2. You had to hang the clothes in a certain order and always hang whites with whites and hang them first.
3. You never hung a shirt by the shoulders, always by the tail. What would the neighbors think?
4. Wash day on a Monday...........never hang clothes on the weekend or Sunday for heaven's sake!
5. Hang the sheets and towels on the outside lines so you could hide your 'unmentionables' in the middle.
6. It didn't matter if it was sub zero weather.............clothes would 'freeze dry.'
7. Always gather the clothes pins when taking down dry clothes. Pins left on the line was 'tacky'.
8. If you were efficient, you would line the clothe s up so that each item did not need two clothes pins, but shared one of the clothes pins with the next washed item.
9. Clothes off of the line before dinner time, neatly folded in the clothes basket and ready to be ironed.
10. IRONED?????????? Well, that's a whole other subject.

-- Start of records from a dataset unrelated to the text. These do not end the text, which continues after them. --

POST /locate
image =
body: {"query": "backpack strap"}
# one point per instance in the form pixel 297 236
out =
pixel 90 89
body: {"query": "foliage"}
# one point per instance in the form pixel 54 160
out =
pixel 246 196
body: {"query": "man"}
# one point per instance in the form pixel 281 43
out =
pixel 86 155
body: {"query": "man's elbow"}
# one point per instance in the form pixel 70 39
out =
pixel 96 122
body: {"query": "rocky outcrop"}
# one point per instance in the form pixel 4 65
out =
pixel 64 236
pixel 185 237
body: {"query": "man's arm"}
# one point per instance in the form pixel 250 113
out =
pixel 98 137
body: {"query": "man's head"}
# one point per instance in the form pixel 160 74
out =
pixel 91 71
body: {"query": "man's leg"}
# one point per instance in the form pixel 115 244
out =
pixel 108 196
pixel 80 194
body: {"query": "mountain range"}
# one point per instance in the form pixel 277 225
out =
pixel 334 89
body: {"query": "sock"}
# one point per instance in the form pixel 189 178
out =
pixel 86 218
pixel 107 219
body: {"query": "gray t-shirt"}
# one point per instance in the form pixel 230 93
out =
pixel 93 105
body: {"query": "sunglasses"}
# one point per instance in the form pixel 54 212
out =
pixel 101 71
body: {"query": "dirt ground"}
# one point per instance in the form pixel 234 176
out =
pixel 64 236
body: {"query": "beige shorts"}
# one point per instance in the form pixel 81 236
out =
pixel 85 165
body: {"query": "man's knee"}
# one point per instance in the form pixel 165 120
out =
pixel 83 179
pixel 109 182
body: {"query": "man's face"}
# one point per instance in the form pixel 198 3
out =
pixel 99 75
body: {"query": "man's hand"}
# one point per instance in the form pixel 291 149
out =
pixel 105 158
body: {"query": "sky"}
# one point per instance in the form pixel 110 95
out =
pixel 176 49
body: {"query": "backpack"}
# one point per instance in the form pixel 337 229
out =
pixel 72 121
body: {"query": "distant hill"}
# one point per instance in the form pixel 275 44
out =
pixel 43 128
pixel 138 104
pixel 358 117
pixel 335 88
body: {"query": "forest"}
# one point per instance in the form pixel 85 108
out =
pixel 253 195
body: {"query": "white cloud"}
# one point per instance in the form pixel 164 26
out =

A clothes line was a news forecast
To neighbors passing by.
There were no secrets you could keep
When clothes were hung to dry.
It also was a friendly link
For neighbors always knew
If company had stopped on by
To spend a night or two.
For then you'd see the 'fancy sheets'
And towels upon the line;
You'd see the 'company table cloths'
With intricate design.
The line announced a baby's birth
To folks who lived inside
As brand new infant clothes were hung
So carefully with pride.
The ages of the children could
So readily be known
By watching how the sizes changed
You'd know how much they'd grown.
It also told when illness struck,
As extra sheets were hung;
Then nightclothes, and a bathrobe, too,
Haphazardly were strung.
It said, 'Gone on vacation now'
When lines hung limp and bare.
It told, 'We're back!' when full lines sagged
With not an inch to spare.
New folks in town were scorned upon
If wash was dingy gray,
As neighbors carefully raised their brows,
And looked the other way..
But clotheslines now are of the past
For dryers make work less.
Now what goes on inside a home
Is anybody's guess.
I really miss that way of life.
It was a friendly sign
When neighbors knew each other best
By what hung on the line!
Hi, this is me, Patty, with a short story about my wash days. When we lived in this big town called Gordon, we had a family that lived about three doors up from us, and he was a barber. He had one room at the side of his home where he cut hair. My Uncle use to come down to Gordon, from another large town, LOL, called Arcanum. And the barber always told my Uncle what a nice white wash I always hung out. Well it should have been a nice white wash, when you have cloth diapers and wash only once a week, you have lines full of white diapers. I'm so happy with my automatic washer and dryer. No more lines to lug heavy wet clothes out to dry and then having to go back and take them all down again, folding as you take them down. Hoping a bird didn't fly over and leave a big dirty spot on something. If that's what men call the good old days, they can keep them.